Since then they have run up high profile corporate deals which have made them the official staff transfer firm to Hitcahi Rail Doncaster, as well as official gold partners with Doncaster Rovers, doing work for both organisations, as well as weddings and holiday work taking people to airports and sea ports.
But their next expansion plan will see them moving towards tours around Doncaster.
Tracie sees the town through the eyes of someone new to Doncaster, and believes it has much to boast about, and that there is business in taking people to some of its biggest attractions. She wants to work with existing firms to take people to use their facilities, particularly where they are not on bus routes.
They are currently in the process of buying more vehicles for their fleet, and taking on new drivers.
This week, the firm launched its first tourist service, taking visitors to Brodsworth Hall, the English Heritage property located in the countryside in the west of the borough.
Tickets are being sold from the Doncaster tourist information center at the Mansion House, from where the tours leave.
Tracie said: “We have started the first tour now. We strongly believe in promoting the fantastic stuff that is around in Doncaster.
“Our feeling is that there are a lot of coach companies that specialise in taking people out of Doncaster for their holidays. We are wanting to look at a local focus.

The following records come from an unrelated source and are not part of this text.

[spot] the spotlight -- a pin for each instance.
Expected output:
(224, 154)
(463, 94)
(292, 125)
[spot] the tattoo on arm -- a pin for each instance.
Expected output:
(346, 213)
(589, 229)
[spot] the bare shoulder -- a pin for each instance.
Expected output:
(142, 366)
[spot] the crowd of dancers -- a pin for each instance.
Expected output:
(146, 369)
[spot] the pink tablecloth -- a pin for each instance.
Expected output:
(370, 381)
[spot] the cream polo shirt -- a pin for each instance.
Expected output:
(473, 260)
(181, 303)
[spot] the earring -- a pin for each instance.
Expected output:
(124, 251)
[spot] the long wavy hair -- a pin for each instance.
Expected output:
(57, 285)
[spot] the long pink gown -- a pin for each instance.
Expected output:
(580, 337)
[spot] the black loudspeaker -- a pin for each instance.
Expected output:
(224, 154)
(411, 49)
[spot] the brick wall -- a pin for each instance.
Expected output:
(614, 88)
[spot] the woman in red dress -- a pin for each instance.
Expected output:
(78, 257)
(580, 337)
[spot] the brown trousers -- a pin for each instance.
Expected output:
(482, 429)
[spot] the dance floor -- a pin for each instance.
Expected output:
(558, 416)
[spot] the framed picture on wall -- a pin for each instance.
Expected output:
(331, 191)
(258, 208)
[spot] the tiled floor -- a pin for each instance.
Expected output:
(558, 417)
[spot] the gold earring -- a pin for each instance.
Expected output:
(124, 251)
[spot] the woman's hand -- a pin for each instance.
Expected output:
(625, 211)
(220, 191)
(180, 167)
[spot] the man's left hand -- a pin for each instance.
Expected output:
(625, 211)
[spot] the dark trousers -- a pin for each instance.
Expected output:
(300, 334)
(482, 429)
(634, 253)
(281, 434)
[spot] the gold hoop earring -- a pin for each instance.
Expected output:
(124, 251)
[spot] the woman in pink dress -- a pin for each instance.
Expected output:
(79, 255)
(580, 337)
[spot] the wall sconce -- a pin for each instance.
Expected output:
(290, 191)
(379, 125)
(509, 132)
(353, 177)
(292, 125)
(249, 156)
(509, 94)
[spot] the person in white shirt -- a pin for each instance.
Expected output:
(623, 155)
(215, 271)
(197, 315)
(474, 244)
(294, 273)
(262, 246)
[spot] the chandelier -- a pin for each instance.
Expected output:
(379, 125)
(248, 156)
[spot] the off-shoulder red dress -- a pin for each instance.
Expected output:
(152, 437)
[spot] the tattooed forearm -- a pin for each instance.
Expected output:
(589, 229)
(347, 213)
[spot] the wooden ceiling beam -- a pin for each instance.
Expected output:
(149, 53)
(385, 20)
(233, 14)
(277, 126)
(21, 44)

“We’ve been talking about this since November, and we’re working very closely with Visit Doncaster, and we are starting the first of the tours with Brodsworth.
“Our idea is that eventually we will be running tours every day, with different themes, for example Friday trips to the Wool Market, followed by fish and chips. Or perhaps Walkers Garden Centre and Rossington Hall for afternoon tea. We’d also like to do places like Conisbrough Castle and the Yorkshire Wildlife Park.

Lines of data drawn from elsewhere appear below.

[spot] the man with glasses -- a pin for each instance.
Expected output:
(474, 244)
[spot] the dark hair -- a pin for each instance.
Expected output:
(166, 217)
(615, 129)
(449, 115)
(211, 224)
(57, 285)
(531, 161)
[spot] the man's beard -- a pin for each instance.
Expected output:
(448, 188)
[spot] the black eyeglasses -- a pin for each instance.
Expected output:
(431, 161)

“We are in talks with venues and businesses to find out what their quiet days are, so that we can adopt the tours to fit in with that.
“But there is a longer term aim. So many cities have hop on, hop off buses that constantly circle. Providing something like that for Doncaster is a longer term aim for us.

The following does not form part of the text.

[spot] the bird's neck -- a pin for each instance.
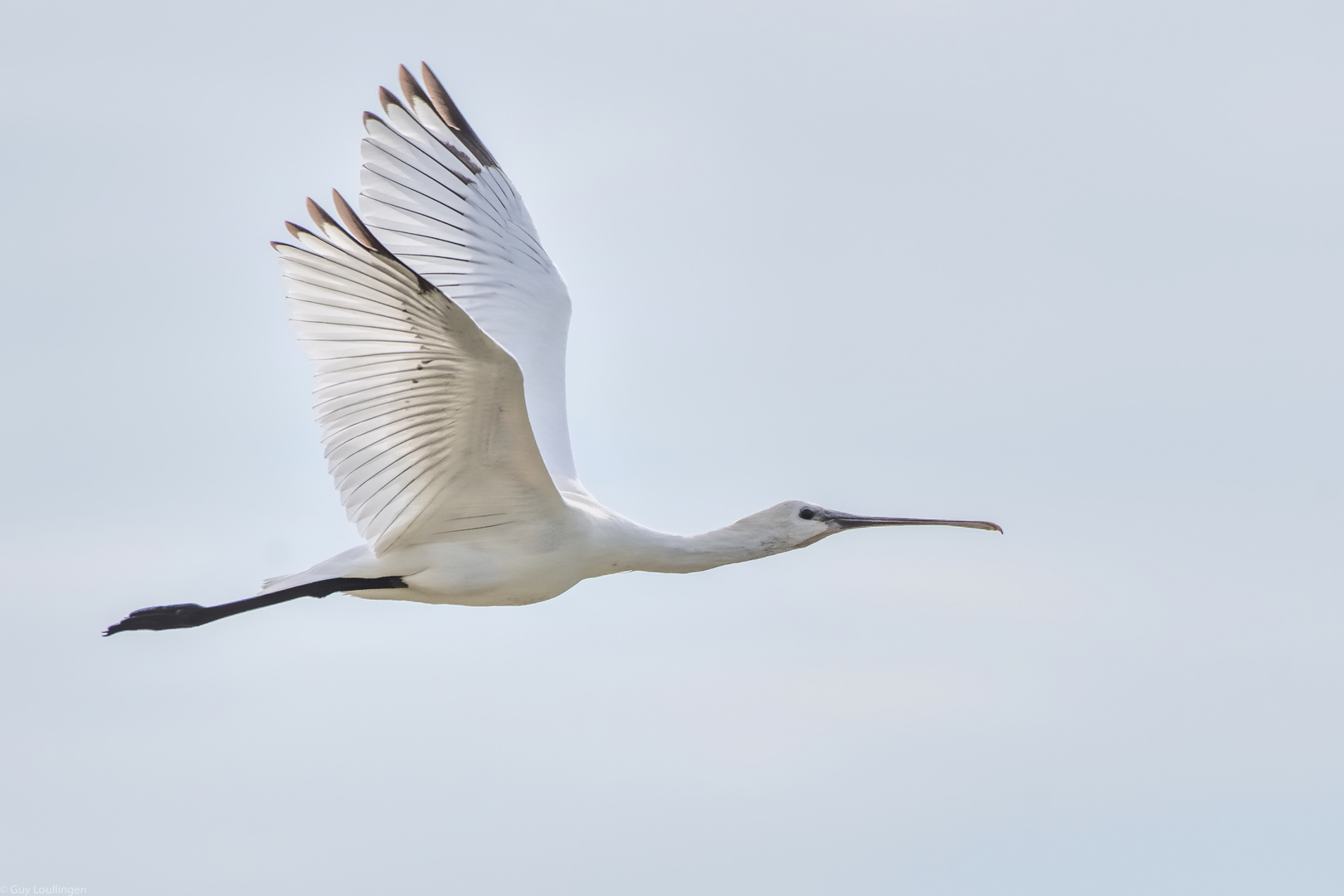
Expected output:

“We would like to do it with a vintage bus, perhaps a Routemaster or something like that. It would take you around the iconic places like the Minster. The tours are organic and would grow with demand. We’d like to tailor it to groups, if people give us a theme.
“But we know its not going to happen overnight, and it could take time.”
Since moving to Doncaster, Tracie has tried to get involved with the community. She is a governor at the deaf school on Leger Way and a member of the Doncaster Town Centre Business forum, a group which meets at the Danum Hotel on the last Tuesday of every month to discuss common issues affecting all firms in the town centre.
Viewing the town with fresh eyes, Tracie says she can see the appeal of Doncaster, as can her friends and relatives who visit from other parts of the country.
“When people visit, they see that the town has its own shopping centre, independent restaurants, a racecourse and a football ground, plus historical places, all in a small area – they say there is everything here.
“I’ve moved 200 miles to come to Doncaster. I think there are great opportunities here.”